Elche siente de cerca al Cristo de Zalamea en una noche de tradición compartida

Hay procesiones que se viven de una manera distinta. Y la del Cristo de Zalamea es una de ellas. Ayer, Jueves Santo, volvió a recorrer las calles de Elche con ese aire cercano que la convierte en una de las más queridas por muchos ilicitanos.

No hacía falta mucho para darse cuenta. Desde antes de que comenzara, ya había gente esperando. Vecinos que se saludaban, familias que buscaban sitio, miradas que se cruzaban sabiendo que estaban a punto de compartir algo más que un simple recorrido.

Cuando el Cristo de Zalamea salió, lo hizo como siempre: sin prisas, acompañado, arropado.
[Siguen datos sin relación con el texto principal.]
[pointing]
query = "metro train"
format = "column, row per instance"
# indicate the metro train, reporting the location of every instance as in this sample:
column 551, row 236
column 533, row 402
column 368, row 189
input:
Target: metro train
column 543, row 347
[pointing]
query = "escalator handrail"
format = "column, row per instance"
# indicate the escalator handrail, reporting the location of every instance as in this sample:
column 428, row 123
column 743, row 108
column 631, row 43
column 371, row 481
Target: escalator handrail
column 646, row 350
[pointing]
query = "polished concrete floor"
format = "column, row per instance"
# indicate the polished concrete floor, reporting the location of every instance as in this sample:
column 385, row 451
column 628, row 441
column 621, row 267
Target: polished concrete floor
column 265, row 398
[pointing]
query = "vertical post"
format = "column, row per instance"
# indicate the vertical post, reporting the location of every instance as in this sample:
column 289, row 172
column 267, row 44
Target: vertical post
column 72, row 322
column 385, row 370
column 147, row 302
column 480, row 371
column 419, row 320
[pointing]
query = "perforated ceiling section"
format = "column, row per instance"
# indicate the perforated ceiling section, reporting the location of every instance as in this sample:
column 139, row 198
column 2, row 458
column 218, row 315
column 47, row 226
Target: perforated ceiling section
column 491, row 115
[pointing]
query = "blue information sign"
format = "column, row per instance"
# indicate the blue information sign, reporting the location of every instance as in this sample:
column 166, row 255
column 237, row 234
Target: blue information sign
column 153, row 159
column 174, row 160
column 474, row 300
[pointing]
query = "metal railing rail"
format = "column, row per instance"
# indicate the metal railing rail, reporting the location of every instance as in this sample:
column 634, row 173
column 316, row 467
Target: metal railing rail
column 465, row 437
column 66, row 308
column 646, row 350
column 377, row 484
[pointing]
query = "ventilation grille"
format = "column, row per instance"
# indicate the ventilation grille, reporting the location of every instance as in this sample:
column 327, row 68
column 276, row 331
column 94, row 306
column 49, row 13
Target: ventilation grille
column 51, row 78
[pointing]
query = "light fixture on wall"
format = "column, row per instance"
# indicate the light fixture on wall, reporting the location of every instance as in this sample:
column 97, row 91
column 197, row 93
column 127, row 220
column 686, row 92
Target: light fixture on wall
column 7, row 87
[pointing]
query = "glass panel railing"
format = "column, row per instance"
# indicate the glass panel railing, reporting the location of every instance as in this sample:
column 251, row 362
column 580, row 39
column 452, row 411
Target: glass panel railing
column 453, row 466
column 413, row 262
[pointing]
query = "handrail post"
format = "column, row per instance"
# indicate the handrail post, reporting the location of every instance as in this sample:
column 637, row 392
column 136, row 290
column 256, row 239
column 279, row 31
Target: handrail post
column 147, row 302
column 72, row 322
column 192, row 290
La música marcaba el paso y el ambiente se llenaba de respeto, pero también de cercanía. Aquí no hay distancia. Aquí la gente se siente parte.

A lo largo del recorrido, las calles se llenaron de vida. Aplausos suaves, silencios en los momentos clave y esa sensación de estar viviendo una tradición que sigue muy presente en el día a día de la ciudad.

El Jueves Santo en Elche tiene muchos momentos destacados, pero este es uno de esos que se viven desde dentro. Porque no se trata solo de mirar, sino de sentir.

Y anoche, el Cristo de Zalamea volvió a recordarlo.